PART 2: Looking at Data
Now let’s take a look at some actual data. First, let’s look at radar data. Since the field campaign is taking place in Washington State, we’ll look specifically at the Pacific Northwest. Go to http://go.nasa.gov/1Vlu882.
You’ll notice that the time of the image is noted in the upper right, and cycles through about an hour’s worth of data by default. You can use the “loop length” slider to extend that to up to the last 8 hours, and stop the loop and step through the images one by one using the controls. You can also zoom in if you wish to look at an area more closely.
Note the scale on the right side labelled “dBZ.” That refers to the reflectivity of the clouds, and can be correlated with the intensity of rainfall. The colors at the top of the scale (pinks/purples) indicate large drops and heavier precipitation, while those toward the bottom (green/blues) are smaller drops and lighter precipitation.
- Do you see any activity on the radar in the last hour or two, especially near the Olympic Peninsula? Describe its intensity and location (use the maps labels to explain where you are seeing precipitation).
Let’s look at a particular date, September 1st, 2015. You can adjust the date by clicking on options > set end time, then choose that date from the calendar and click set. You can also go directly to http://go.nasa.gov/1KJ0OjI.
- What patterns do you notice in the movement of the storms?
- What do you notice happening to the storms as they approach the mountains (wrinkly areas on the background map)?
Now we’ll look at some of the actual sites that will be used on the campaign. Go to http://olympex.atmos.washington.edu. You can see the sites specifically set up for OLYMPEX, as well as other more permanent sites. Click on one that has data (a number, not N/A).

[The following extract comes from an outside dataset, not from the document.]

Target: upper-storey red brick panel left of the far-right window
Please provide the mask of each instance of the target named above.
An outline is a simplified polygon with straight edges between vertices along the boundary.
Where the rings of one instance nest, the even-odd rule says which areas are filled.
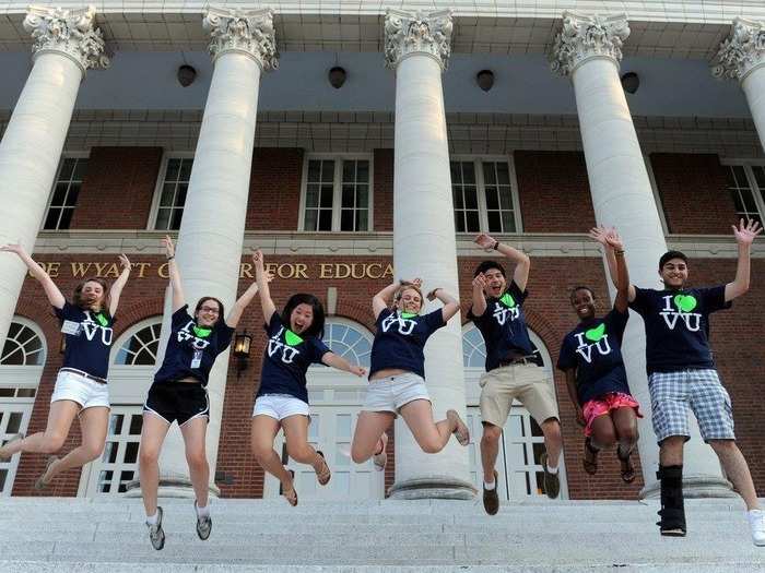
[[[650,164],[670,232],[730,232],[735,205],[717,155],[655,153]]]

- What are the other types of data (besides precipitation) that were collected at the station you chose? Be sure to note the units for the data being collected.
- Describe an interesting pattern you notice in one of the data sets.
Next let’s look at some citizen science rain gauge data. Go to http://data.cocorahs.org/cocorahs/maps/ to see a map of citizen science rain gauge observations using very simple manual rain gauges. On the first map that comes up, you can see the reports of precipitation that were made this morning, representing the previous 24 hours of rainfall. Note that the white dots are places where zero precipitation was reported, while gray show a trace (some precipitation but not enough to properly measure), and then the scale goes from purple (least amount of precipitation) to red (most precipitation). Also, only 600 data points can be displayed at a time, so you will notice new data points appear as you zoom in.
- What are some areas that got rain in the last day? Areas that did not?
- Name one area that looks like it has a sparse network of rain gauges (few reports).
- Name one area that looks like it has a dense network of rain gauges (lots of reports).
Let’s take a look at Washington State specifically. Either choose Washington from the dropdown menu at the top, or go directly here http://bit.ly/1iSfgNd. You can look at today’s data, select a date of your choice from the menu, or look at 9/17/2015 which has interesting data: http://bit.ly/1UXDK3n.
- Describe any overall patterns you see in the data for Washington State.
- Zoom in as needed, and click on a few stations to see their exact data. Choose three stations and record their data below. Make sure you change the setting to be metric from the dropdown at the top.
The data from these citizen science observations, which you could sign up to contribute to yourself at your home or school, is used by the National Weather Service, along with satellite measurements and data from other sources, to help with the computer models that help forecast the weather.
Now that you understand the types of instruments scientists use to collect precipitation data, and have looked at some data, we’ll wrap up with a look at why these measurements are important. Watch the video “Too Much, Too Little” (4:44) to see some of the most significant applications for the data, http://go.nasa.gov/KEUfUV.
- What do YOU think is the most important use for precipitation data? Why?